How to convert $(tx^2+c)^\frac{1}{2}$ into finite polynomial form?

Question

$(tx^2+c)^\frac{1}{2}$ is a member of bigger sum.

I want to convert whole sum into generic finite polynomial form.

How to do it?

I tried to find such a and b, where $(ax+b)^2$ would be equal to $tx^2+c$ to replace $(tx^2+c)^\frac{1}{2}$ with $((ax+b)^2)^\frac{1}{2}$ $=ax+b$ :

$tx^2+c=(ax+b)(ax+b)$

$(t-a^2)x^2+-2abx-(b^2-c)=0$

$D=(-2ab)^2+4(t-a^2)(b^2-c)$

$x=\frac{2ab+D^\frac{1}{2}}{2(t-a^2)}$

than I made substitution for x to get relationship between a and b, I always do have particular t and c. I can treat it as sum of squares. For $t=4$ and $c=2048$ I obtained this relationship for example:

$\frac{16b^2a+32768a^2+64b^2+16ab(8192a^2+16b^2-32768)^\frac{1}{2}}{4a^4-32a^2+64}=0$

Even if this my attempt is theoretically incorrect on your opinion, please ignore my attempt and tell how to do it in correct way on your opinion. The question is how to convert whole parent sum into finite polynomial form.

Answer 1

Well, as many said before, this is not a polynomial (as a function of $x$). Check that $$tx^2+c=a^2x+2abx+b^2$$ implies that $2ab$ has to be zero, so at least one of $a$ and $b$ has to be zero; this leaves as with $b$ or with $ax$. And it is clear that $tx^2+c$ is not $b^2$ nor $(ax)^2$.

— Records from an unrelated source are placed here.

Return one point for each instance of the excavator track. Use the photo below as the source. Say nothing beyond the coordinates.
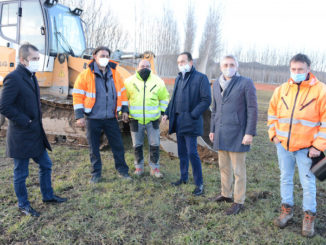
(59, 121)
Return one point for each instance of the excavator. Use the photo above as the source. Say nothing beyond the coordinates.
(57, 32)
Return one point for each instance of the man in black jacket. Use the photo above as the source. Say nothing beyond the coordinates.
(191, 97)
(20, 103)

About your procedure, even if you give $t$ and $c$ specific values (say $2$ and $3$), there's no point in solving for $x$, since you're not looking for the condition $$2x^2+3=a^2x+2abx+b^2$$ to hold for some specific value/s of $x$, but you want[ed] this to hold for every $x\in\mathbb R$.

Answer 2

You seem not understand that what you want is impossible. Proof below :

Suppose that what you expect be possible. Then a polynomial would exist on the form : $$(tx^2+c)^{1/2}=a_0+a_1x+a_2x^2+...+a_nx^n$$

$$tx^2+c=(a_0+a_1x+a_2x^2+...+a_nx^n)^2$$ Expanding leads to : $$tx^2+c=a_0^2+2a_0a_1x+(a_1^2+2a_0a_2)x^2+...+a_n^2x^{2n}$$ Two equal polynomials are necessary on the same degree. Thus $2n=2$ $$n=1$$ $$c+tx^2=(a_0+a_1x)^2=a_0^2+2a_0a_1x+a_1x^2$$ $$a_0^2=c$$ $$2a_0a_1=0 \quad\implies\quad a_1=0 \quad\text{if } c\neq 0.$$ $$a_1^2=t$$ $a_1^2=t$ is contradictory with $a_1=0$ , except if $c=0$ or $t=0$.

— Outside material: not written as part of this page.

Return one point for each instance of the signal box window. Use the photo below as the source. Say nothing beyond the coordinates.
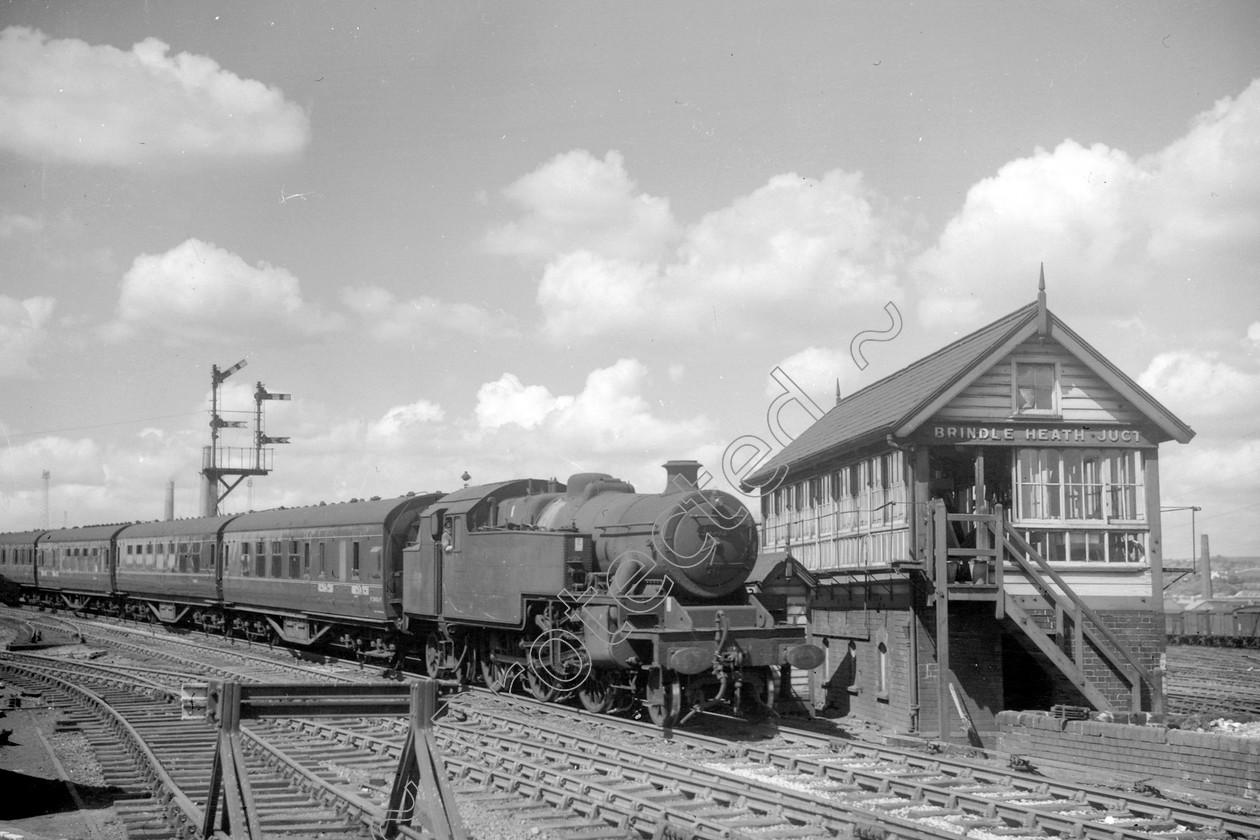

Thus the only case where $(tx^2+c)^{1/2}$ can be equal to a not constant polynomial is when $c=0$ and the polynomial is $t^{1/2}x$.

Conclusion : Definitively $(tx^2+c)^{1/2}$cannot be equal to a polynomial except in the trivial cases $c=0$ or $t=0$.

NOTE :

Don't confuse polynomial with infinite series. $(tx^2+c)^{1/2}$ can be expended to an infinite series : $$(tx^2+c)^{1/2}=c^{1/2}+\frac{t}{2c^{1/2}}x^2-\frac{t^2}{8c^{3/2}}x^4+...+\left(\begin{matrix}1/2\\k \end{matrix} \right)\frac{t^k}{c^{k-\frac12}}x^{2k}+...$$ in $|x|<\frac{c}{t}$ , with binomial coefficients $\left(\begin{matrix}1/2\\k \end{matrix} \right)$ and $k=0\text{ to } \infty.$

Infinite series are not polynomials. For example some transcendantal functions, which of course are not polynomials, are defined by infinite series.

So, if your question was not for polynomial, but for infinite series, my answer should be that it is possible : the infinite series is given above.

Instead of converting what you call "the whole parent sum" into a sum of polynomials, may be you could convert it into a sum of infinite series. Since your question doesn't give the context of the original problem it is not possible to say if it is or not a good method.